We have to find the roots of x^6 - 9x^3 + 8 = 0.

x^6 - 9x^3 + 8 = 0

=> x^6 - 8x^3 – x^3 + 8 =0

=> x^3(x^3 - 8) - 1*(x^3 - 8) =0

=> (x^3 - 1) (x^3 - 8) =0

Now use the difference of cubes relation x^3 – y^3 = (x – y) (x^2 + xy +y^2)

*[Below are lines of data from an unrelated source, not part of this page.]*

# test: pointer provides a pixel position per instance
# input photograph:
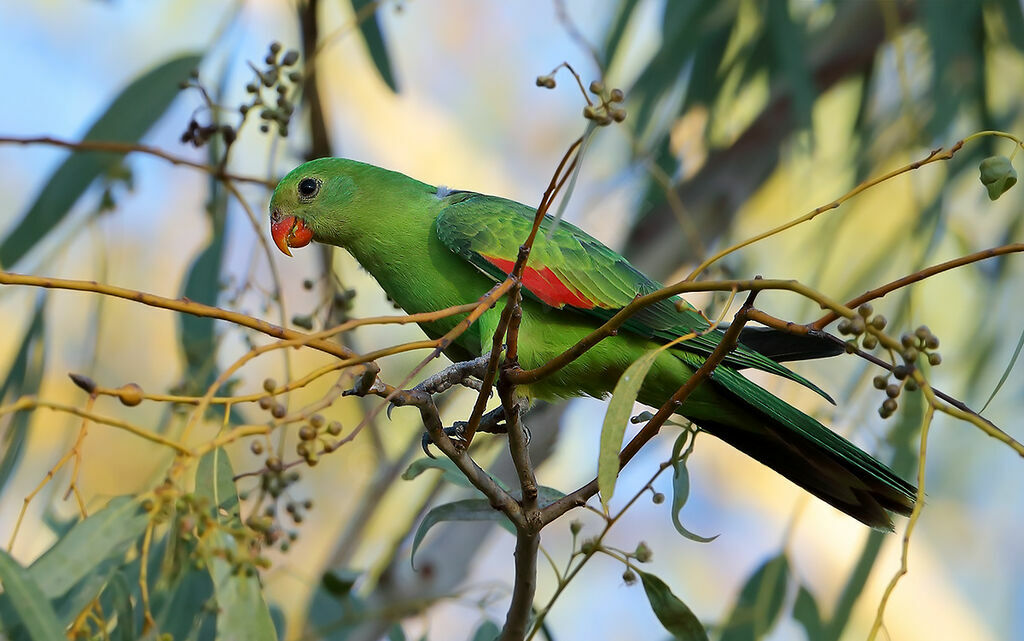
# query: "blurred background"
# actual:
(742, 114)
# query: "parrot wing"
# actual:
(568, 268)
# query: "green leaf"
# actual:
(395, 633)
(338, 583)
(1006, 373)
(465, 510)
(674, 614)
(243, 613)
(371, 30)
(105, 535)
(28, 602)
(613, 429)
(127, 119)
(760, 602)
(450, 471)
(25, 376)
(997, 174)
(805, 610)
(487, 631)
(681, 488)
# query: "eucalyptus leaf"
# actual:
(243, 613)
(104, 535)
(24, 377)
(487, 631)
(450, 471)
(677, 617)
(371, 30)
(465, 510)
(759, 603)
(613, 429)
(120, 594)
(806, 611)
(28, 602)
(130, 115)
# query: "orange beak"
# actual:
(289, 231)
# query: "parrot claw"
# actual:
(492, 423)
(455, 433)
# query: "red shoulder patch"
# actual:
(545, 285)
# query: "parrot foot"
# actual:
(492, 423)
(465, 373)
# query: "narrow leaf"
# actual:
(760, 602)
(121, 597)
(127, 119)
(465, 510)
(488, 631)
(674, 614)
(105, 535)
(450, 472)
(371, 30)
(243, 613)
(1006, 373)
(805, 610)
(28, 602)
(25, 376)
(680, 493)
(613, 429)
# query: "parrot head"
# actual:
(302, 201)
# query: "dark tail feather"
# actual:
(811, 456)
(782, 346)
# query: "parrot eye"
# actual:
(308, 188)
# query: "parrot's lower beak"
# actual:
(289, 231)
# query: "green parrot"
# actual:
(431, 247)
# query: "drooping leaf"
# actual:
(243, 613)
(613, 429)
(487, 631)
(759, 603)
(681, 489)
(465, 510)
(127, 119)
(104, 535)
(677, 617)
(805, 610)
(339, 583)
(120, 594)
(24, 377)
(1006, 373)
(790, 47)
(371, 30)
(28, 602)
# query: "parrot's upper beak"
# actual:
(289, 231)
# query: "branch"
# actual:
(177, 304)
(129, 147)
(920, 275)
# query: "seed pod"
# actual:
(130, 394)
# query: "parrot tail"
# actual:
(810, 455)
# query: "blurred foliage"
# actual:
(186, 564)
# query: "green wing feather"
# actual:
(487, 231)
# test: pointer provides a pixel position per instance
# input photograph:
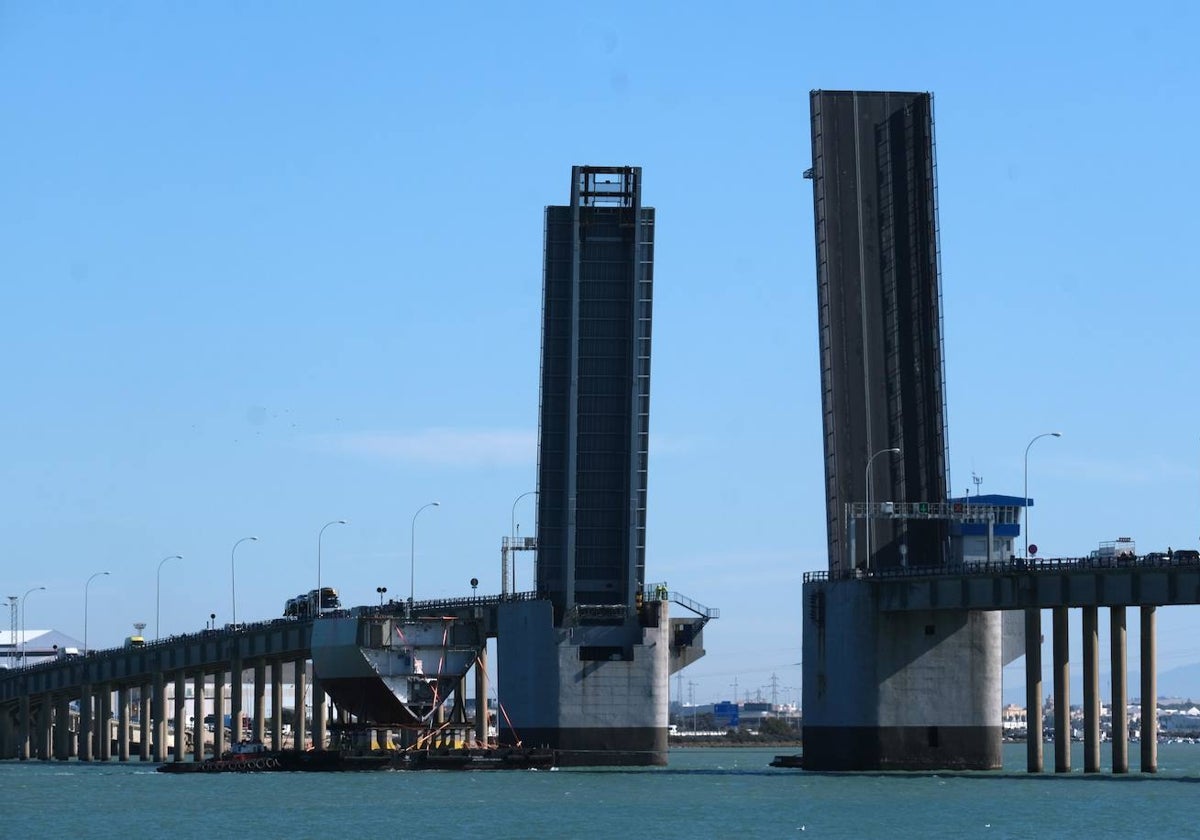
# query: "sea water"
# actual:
(702, 793)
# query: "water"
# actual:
(703, 793)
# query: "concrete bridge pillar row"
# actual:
(198, 717)
(160, 717)
(276, 703)
(299, 725)
(318, 713)
(898, 690)
(1117, 645)
(85, 723)
(1061, 691)
(180, 705)
(219, 713)
(123, 723)
(1033, 759)
(1149, 693)
(1091, 690)
(261, 701)
(145, 712)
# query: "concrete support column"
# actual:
(299, 726)
(123, 723)
(145, 712)
(481, 696)
(261, 701)
(103, 725)
(85, 724)
(160, 718)
(46, 729)
(63, 727)
(235, 700)
(276, 705)
(23, 729)
(318, 713)
(1061, 693)
(180, 714)
(1091, 690)
(1033, 690)
(1120, 691)
(198, 717)
(219, 714)
(1149, 693)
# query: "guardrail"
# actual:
(1013, 567)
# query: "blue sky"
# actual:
(265, 265)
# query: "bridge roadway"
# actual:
(1057, 585)
(35, 701)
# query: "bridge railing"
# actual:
(1013, 567)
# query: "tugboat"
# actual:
(252, 756)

=> (x -1) (x^2 + x +1) (x – 2) (x^2 + 2x + 4) = 0

For x – 1 = 0, we have x = 1

for x – 2 = 0, we have x = 2

To find the roots of x^2 + x +1 =0

we use the expressions for the roots of a quadratic equation ax^2 + bx +c = 0 which is [–b + sqrt (b^2 – 4ac)]/ 2a and [–b - sqrt (b^2 – 4ac)]/ 2a

Here the roots are [-1 – sqrt (1 – 4)]/ 2 = [-1 – sqrt (-3)]/2 = -1/2 – i*(sqrt 3)/2 and [-1 + sqrt (1 – 4)]/ 2 = [-1 + sqrt (-3)]/2 = -1/2 + i*(sqrt 3)/2

Similarly the roots of (x^2 + 2x + 4) are -1 + i*sqrt 3 and -1 - i*sqrt 3

**Therefore the roots are 1, 2, -1+i*sqrt 3 and -1-i*sqrt 3, -1/2 + i*(sqrt 3)/2 and -1/2 – i*(sqrt 3)/2.**

To find the roots of the equation x^6 - 9x^3 + 8 = 0

This is a quadratic equation in x^3.

So we can write the given equation as below:

t^2 -9t +8 = 0, where t = x^3.

t^2 -8t - t +8 = 0.

t(t-8) -1(1-8) = 0.

(t-8)(t-1) = 0.

Therefore t-8 = 0 , or t -1 = 0.

t-8 = 0 gives t=8, or x^3 = 8, so x = 2 the real root.

t-1 = 0 gives t = 1. So x^3 = 1. x= 1 , the real roots.

Therefore the real roots of the equation x^6 -9x^3+8 = 0 are x= 1 , x= 2.